Inches away, in a simultaneous and parallel dream, Emma stands in the middle of a road with no pavement, holding the sleeping baby in both arms, anxiously glancing between the two grey vanishing points, waiting for John to show up in the support car. He's already late, she has no idea where I am and the clouds are getting darker and darker.

Sunday, 17 May 2015

Surprising ourselves.

This Parish Walk, some of us will surprise ourselves. We may triumph over some physical or emotional difficulty. We may get further and faster than we could have hoped. We may earn the praise and respect of those around us.

We may not.

To those who haven't tried it, it will probably seem melodramatic to say so, but I have found the walk to be an adventure into the pit of the soul.

We find ourselves to be decent people. We care about our health, about community events - we are good sports. But judgements such as these will encounter some severe stress testing over the summer solstice. The calm, the meek, the softly spoken will be heard swearing at their support drivers. The community volunteer will not notice himself  throwing another plastic wrapper into a hedge. The failed tactician, exhausted and crestfallen, bitten with anger and embarrassment, will begin to invent excuses, feign injuries, develop conspiracy theories... even cheat. Rare though I'm sure it is, I believe I have witnessed it with my own eyes.

Last summer, the feelings were complex. On the one hand I was overcome by love for my baby daughter - constantly nagged to get home and hold her, to put her to bed and put a stop to this irrational and obsessive race! On the other hand, a demon was inventing ways out of having to face an embarrassing performance. I'm not proud of the train of thought, but I'm sure it's crossed the minds of one or two other sportspeople facing apparent defeat, and in retrospect, I find something very unsporting in the act of retiring from the race after being overtaken. There is an element of resentment, of not wanting to give the better performer the clean victory they have won, of trying to take away from their achievement. But these now are the reflections of the self I was familiar with, of the good self who, under the conditions of a hot and under-trained Parish Walk attempt, proved to be fragmentary, illusory - even fictitious.

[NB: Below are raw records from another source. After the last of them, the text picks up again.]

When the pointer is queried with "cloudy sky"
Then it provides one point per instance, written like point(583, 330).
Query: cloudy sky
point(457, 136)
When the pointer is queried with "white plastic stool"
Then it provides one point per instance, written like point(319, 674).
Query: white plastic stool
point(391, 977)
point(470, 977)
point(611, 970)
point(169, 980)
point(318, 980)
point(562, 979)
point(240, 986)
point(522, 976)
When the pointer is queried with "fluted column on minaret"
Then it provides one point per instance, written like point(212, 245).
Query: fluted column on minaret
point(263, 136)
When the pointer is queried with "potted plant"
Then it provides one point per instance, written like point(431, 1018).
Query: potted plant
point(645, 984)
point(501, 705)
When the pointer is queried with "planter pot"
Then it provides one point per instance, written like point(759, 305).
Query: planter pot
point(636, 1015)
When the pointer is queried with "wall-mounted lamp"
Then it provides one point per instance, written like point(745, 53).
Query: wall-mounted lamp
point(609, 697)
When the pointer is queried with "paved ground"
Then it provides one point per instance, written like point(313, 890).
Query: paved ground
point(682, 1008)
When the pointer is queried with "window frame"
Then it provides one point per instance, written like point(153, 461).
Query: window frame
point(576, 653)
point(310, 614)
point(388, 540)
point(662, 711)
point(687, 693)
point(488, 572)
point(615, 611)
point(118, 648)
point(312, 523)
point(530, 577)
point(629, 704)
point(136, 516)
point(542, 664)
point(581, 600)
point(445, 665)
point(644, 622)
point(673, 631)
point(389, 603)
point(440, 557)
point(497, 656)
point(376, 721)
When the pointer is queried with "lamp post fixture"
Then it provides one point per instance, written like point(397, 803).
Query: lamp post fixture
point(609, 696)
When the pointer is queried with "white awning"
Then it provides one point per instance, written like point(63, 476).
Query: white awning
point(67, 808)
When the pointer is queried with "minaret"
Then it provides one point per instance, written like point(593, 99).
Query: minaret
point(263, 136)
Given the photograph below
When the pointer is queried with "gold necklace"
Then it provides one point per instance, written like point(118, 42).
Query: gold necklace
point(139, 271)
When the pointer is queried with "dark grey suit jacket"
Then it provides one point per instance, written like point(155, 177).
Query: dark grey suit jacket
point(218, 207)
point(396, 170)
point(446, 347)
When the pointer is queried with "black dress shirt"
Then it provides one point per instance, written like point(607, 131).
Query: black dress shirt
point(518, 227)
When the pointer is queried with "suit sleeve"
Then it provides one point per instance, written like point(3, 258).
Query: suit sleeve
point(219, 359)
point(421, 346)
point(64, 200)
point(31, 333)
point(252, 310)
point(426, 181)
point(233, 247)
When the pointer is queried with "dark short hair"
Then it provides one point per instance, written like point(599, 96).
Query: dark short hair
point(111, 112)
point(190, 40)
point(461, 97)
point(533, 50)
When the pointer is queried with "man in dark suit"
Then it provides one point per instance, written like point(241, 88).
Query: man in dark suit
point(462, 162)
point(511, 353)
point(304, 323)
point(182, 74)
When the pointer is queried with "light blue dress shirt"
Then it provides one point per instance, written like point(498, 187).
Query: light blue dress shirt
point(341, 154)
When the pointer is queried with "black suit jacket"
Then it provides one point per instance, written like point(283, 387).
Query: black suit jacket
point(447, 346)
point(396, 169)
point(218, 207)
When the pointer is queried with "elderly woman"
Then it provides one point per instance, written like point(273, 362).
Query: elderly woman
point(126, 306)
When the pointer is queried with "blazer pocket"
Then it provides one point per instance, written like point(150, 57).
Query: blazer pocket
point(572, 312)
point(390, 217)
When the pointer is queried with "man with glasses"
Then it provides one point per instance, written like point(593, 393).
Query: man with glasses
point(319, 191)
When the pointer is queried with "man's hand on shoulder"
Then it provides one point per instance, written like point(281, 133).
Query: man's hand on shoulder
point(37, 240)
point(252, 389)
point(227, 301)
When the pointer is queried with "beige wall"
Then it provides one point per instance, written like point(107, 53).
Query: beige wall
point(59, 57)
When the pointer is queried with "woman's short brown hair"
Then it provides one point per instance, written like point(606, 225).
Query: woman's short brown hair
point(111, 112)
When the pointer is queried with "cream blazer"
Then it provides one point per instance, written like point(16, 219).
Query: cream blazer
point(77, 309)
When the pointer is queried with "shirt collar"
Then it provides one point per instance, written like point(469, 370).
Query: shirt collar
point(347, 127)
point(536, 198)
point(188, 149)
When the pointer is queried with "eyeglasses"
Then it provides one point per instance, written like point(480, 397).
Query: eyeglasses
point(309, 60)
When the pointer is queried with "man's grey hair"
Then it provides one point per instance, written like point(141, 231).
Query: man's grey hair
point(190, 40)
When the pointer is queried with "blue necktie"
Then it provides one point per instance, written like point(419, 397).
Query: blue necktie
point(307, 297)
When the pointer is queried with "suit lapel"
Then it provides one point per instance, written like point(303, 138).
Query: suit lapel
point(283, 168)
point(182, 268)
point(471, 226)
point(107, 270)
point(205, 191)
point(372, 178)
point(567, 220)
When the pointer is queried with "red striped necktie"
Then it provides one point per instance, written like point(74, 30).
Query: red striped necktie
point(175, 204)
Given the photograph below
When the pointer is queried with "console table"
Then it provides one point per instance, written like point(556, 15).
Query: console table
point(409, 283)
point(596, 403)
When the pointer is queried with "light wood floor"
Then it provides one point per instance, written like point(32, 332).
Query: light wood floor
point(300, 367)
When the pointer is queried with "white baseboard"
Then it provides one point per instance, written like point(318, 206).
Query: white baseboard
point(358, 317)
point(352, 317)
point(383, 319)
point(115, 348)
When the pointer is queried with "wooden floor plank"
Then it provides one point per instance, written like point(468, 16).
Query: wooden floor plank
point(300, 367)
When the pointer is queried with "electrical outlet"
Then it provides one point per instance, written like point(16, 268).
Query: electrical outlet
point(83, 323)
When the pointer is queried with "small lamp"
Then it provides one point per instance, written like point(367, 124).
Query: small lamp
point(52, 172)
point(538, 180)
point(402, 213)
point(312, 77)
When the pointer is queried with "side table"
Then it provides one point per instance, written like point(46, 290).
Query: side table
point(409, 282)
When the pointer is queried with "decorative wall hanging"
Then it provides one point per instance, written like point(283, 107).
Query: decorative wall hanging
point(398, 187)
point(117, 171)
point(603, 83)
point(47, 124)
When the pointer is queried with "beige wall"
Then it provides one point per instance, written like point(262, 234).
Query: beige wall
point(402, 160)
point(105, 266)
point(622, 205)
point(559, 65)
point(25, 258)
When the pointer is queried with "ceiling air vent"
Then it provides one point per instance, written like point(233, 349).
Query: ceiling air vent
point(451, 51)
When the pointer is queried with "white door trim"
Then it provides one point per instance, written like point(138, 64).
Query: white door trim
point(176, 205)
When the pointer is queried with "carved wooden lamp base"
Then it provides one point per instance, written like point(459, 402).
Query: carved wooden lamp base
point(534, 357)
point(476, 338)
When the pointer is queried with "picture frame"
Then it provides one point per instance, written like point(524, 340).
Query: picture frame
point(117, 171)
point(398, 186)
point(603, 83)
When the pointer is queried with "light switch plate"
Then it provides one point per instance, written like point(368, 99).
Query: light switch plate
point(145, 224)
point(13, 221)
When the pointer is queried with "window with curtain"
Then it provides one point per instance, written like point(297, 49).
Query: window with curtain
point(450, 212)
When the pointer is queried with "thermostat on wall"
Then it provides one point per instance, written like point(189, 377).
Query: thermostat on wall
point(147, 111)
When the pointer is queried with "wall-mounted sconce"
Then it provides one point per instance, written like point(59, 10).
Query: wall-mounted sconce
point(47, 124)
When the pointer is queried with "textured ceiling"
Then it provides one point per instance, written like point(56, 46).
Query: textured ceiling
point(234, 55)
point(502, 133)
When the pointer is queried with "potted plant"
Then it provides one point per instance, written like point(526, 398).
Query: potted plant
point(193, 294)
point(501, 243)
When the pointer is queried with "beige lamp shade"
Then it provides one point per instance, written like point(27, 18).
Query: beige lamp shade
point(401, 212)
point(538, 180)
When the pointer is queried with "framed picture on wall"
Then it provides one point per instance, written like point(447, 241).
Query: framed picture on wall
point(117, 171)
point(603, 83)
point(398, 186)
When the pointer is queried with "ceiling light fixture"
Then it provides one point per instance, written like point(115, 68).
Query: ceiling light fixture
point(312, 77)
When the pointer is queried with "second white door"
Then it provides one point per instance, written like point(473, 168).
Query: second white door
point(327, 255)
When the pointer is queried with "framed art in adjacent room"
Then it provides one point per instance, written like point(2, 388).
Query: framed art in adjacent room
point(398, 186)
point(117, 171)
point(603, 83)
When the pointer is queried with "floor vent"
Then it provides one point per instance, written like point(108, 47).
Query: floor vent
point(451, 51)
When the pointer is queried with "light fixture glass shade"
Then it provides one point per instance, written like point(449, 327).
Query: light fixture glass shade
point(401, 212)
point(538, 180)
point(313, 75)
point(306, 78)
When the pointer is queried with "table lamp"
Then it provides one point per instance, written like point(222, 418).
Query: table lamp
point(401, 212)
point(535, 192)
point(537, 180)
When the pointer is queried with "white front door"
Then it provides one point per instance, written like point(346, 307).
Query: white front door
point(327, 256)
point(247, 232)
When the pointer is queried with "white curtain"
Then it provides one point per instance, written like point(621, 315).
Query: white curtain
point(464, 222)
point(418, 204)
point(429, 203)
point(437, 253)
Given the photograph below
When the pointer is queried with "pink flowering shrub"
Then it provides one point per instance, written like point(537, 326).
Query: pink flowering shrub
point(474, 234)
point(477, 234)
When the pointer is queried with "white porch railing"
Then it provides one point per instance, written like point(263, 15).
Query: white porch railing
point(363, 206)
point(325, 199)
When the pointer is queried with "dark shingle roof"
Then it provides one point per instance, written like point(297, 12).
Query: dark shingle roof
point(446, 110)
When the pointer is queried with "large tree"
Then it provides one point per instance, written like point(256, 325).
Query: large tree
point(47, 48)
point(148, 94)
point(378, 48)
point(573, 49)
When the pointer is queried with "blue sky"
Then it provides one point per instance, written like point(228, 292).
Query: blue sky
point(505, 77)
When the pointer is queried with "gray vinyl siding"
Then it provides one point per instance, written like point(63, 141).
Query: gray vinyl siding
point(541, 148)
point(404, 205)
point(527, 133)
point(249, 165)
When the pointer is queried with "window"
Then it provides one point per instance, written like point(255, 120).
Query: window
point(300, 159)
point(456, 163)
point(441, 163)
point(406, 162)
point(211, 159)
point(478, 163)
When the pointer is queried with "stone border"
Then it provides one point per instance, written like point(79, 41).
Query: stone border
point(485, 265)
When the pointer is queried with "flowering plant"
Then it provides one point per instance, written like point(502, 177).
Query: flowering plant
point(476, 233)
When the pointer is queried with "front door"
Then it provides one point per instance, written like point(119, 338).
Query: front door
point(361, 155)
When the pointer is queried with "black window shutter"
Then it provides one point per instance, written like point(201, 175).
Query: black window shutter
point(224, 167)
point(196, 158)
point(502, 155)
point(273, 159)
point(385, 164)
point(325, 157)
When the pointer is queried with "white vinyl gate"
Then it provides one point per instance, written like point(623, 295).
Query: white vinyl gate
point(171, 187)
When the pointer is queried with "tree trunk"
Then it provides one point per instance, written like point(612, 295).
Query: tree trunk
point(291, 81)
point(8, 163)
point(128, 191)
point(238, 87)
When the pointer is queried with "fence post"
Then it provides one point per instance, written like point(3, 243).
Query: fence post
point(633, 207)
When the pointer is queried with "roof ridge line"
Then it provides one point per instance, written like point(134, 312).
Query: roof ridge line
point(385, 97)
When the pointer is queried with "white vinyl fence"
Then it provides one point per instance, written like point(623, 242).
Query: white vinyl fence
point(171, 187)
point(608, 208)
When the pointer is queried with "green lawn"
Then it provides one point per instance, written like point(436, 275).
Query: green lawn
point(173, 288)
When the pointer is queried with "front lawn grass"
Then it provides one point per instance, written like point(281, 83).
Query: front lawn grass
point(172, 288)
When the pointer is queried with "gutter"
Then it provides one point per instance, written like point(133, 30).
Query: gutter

And I would not call the unsporting, disappointing self real either - in the nebula of this experience somewhere, as in all of us, there is a Mike George of the 2012 Parish Walk who, vomiting, collapsing, hallucinating, overcame the inevitable waves of depression and frustration that followed Richard and Vinny's overtaking of him, to fall half-dead over the finish line in surely the most incredible 3rd place performance any of us will ever see.

In a way, we train in utter darkness. Of all the eventualities I prepared for last year, stopping before the end hadn't even crossed my mind. Over the years we build strength, over the months we build speed, and in the final weeks we load our bodies with fuel and water - but with the psychological challenge of up to twenty-four hours of unbroken concentration, and with the core of our personalities turning out to be dreamt, how can we possibly prepare for the encounter with ourselves?

I was walking up to the Manx Harriers clubhouse before the End to End. ''What's the story then,'' asked the infamously straight-up Robbie Callister, ''was it really blisters?'' Honestly, I didn't know. The blister in question circumnavigated the leading toe of my right foot and was the size of a toe itself. The nail could be seen bobbing about in the plasma. Placing it onto the ground produced a sensation like a long, red hot needle being sunk into my foot. But I have asked myself over the course of the year - didn't that sort of thing happen before? Haven't I carried on under those conditions before? Wouldn't I carry that same blister over the finish line this year, and in good time?

The answer to that question, as to the question of how we will all fare under the gruelling conditions of this unique endurance race, will, and must, for another five weeks remain a surprise.